Elizabeth Plimack, MD
There has been excitement in the bladder cancer community following the FDA approvals of 5 PD-1/PD-L1 inhibitors, including nivolumab (Opdivo), durvalumab (Imfinzi), avelumab (Bavencio), atezolizumab (Tecentriq), and pembrolizumab (Keytruda).
Now, ongoing trials are looking to push the field forward by investigating immunotherapy combination regimens.
For example, preliminary results of the phase I/II ECHO-202/KEYNOTE-037 study (NCT02178722) demonstrated that pembrolizumab plus epacadostat was generally well tolerated and was associated with an increased response compared with anti–PD-1 monotherapy in patients with advanced urothelial carcinoma.
The study investigated 40 patients with prior platinum therapy and no prior checkpoint inhibitor therapy. The overall response rate (ORR) was 35% (n = 13) among 37 efficacy evaluable patients. The median duration of response was 30.6 weeks (range, 9.7-93.1). Among patients who had received 0 or 1 prior lines of treatment, the ORR was 38%. A phase III study is scheduled to further investigate the combination for this patient population.
In an interview with OncLive
at the 2017 Society of Urologic Oncology Annual Meeting, Elizabeth Plimack, MD, chief of the Division of Genitourinary Medical Oncology at Fox Chase Cancer Center, discussed the impact of the immunotherapy approvals in the first- and second-line setting for bladder cancer and the future of combinations for these patients.
OncLive: This has been a big year for bladder cancer. Can you comment on the immunotherapy approvals?
It has been a huge year in bladder cancer. As I was putting together my talk, all the references were from 2017. In my talk, I will be going over the data that led to the approval of 5 new immunotherapies in bladder cancer. They are all checkpoint inhibitors. Five of the regimens are approved in the second-line space and 2 of those 5 are approved in the first-line space. I will be going through the data that supports those approvals.
Can you discuss the first-line agents pembrolizumab and atezolizumab?
In the frontline space for patients who are not eligible for cisplatin but have metastatic disease, there are approvals for both pembrolizumab and atezolizumab. Those were accelerated approvals based on single-arm phase II studies. They were approved because they are generally easier on patients who are cisplatin ineligible. The results can be durable, meaning when patients respond, they tend to respond very well.
However, with these early-data, single-arm studies, we do not have long-term follow-up but we hope to see durability. This is what we have seen in older trials of these agents in other settings.
Unfortunately, only 20% to 30% of patients will respond to these agents. We need new treatments in this space.
In the second-line setting, how do you determine which checkpoint inhibitor to give to patients?
There are 5 checkpoint inhibitors approved in the second-line setting in bladder cancer. By second-line, we mean patients with metastatic disease who previously had platinum-based treatment either as part of their neoadjuvant therapy within the year or just recently as part of their care for metastatic disease. It is hard to differentiate between the 5 regimens. We do not have randomized trials comparing each of them.
Pembrolizumab and atezolizumab have phase III trials that have reported out. The pembrolizumab trial was positive and published. The atezolizumab study has not been published but was presented at a European meeting earlier this year. Unfortunately, the study was negative for its primary endpoint. There are some nuances into the study design that led to the negative results but both agents continue to hold on to their approval in the front-line space.
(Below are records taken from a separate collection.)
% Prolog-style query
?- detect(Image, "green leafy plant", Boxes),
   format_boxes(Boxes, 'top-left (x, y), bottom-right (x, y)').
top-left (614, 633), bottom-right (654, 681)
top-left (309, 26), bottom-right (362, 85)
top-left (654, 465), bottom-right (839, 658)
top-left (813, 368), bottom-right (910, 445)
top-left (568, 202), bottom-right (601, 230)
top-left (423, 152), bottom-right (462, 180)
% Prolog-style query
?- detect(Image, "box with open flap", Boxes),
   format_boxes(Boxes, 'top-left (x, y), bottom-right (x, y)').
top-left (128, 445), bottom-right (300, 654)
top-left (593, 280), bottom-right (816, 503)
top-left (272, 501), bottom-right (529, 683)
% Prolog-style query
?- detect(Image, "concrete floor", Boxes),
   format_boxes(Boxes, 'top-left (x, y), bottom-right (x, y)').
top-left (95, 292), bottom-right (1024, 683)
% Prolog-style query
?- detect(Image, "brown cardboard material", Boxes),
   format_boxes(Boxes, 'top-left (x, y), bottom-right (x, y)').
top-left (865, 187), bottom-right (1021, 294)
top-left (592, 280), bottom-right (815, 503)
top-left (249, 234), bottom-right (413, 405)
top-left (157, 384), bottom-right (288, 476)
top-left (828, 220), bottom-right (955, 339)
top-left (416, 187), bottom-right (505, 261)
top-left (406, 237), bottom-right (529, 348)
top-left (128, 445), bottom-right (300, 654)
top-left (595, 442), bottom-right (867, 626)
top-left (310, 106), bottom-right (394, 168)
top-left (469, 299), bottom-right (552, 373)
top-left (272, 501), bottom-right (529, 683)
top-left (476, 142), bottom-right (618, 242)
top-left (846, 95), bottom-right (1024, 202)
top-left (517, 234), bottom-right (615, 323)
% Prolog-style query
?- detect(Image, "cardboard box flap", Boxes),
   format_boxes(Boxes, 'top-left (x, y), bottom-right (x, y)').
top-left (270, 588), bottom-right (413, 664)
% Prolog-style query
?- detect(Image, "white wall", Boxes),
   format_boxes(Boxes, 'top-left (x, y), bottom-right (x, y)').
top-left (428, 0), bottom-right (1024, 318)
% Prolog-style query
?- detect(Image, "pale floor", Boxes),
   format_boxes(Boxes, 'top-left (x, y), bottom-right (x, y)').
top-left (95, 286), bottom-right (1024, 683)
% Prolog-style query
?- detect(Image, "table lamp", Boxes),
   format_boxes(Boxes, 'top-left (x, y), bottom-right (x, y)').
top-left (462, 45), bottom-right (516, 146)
In terms of guideline recommendations, since pembrolizumab has a positive phase III trial that has been published and peer reviewed, there is level 1 evidence. Atezolizumab remains a 2B level in the NCCN guidelines, simply because it is a single-arm trial.
What challenges are we still facing with immunotherapy regimens for this patient population?
One of the challenges that clinicians face is determining which of the 5 options they should use. There is no right answer; however, there are a few things that most of us will look at. The first is the scheduled administration. Atezolizumab and pembrolizumab are given every 3 weeks, whereas the remaining 3 are given ever 2 weeks. For patient convenience, every 3 weeks seems preferable. That is a minor reason but when you are choosing between 5 regimens without hard data, that is something to consider.
Having a positive phase III study is the reason why many people would choose pembrolizumab but atezolizumab maintains its approval based on the single-arm data. It should be noted that it preformed similarly in the phase III trial. There were issues with the design that led it to be negative.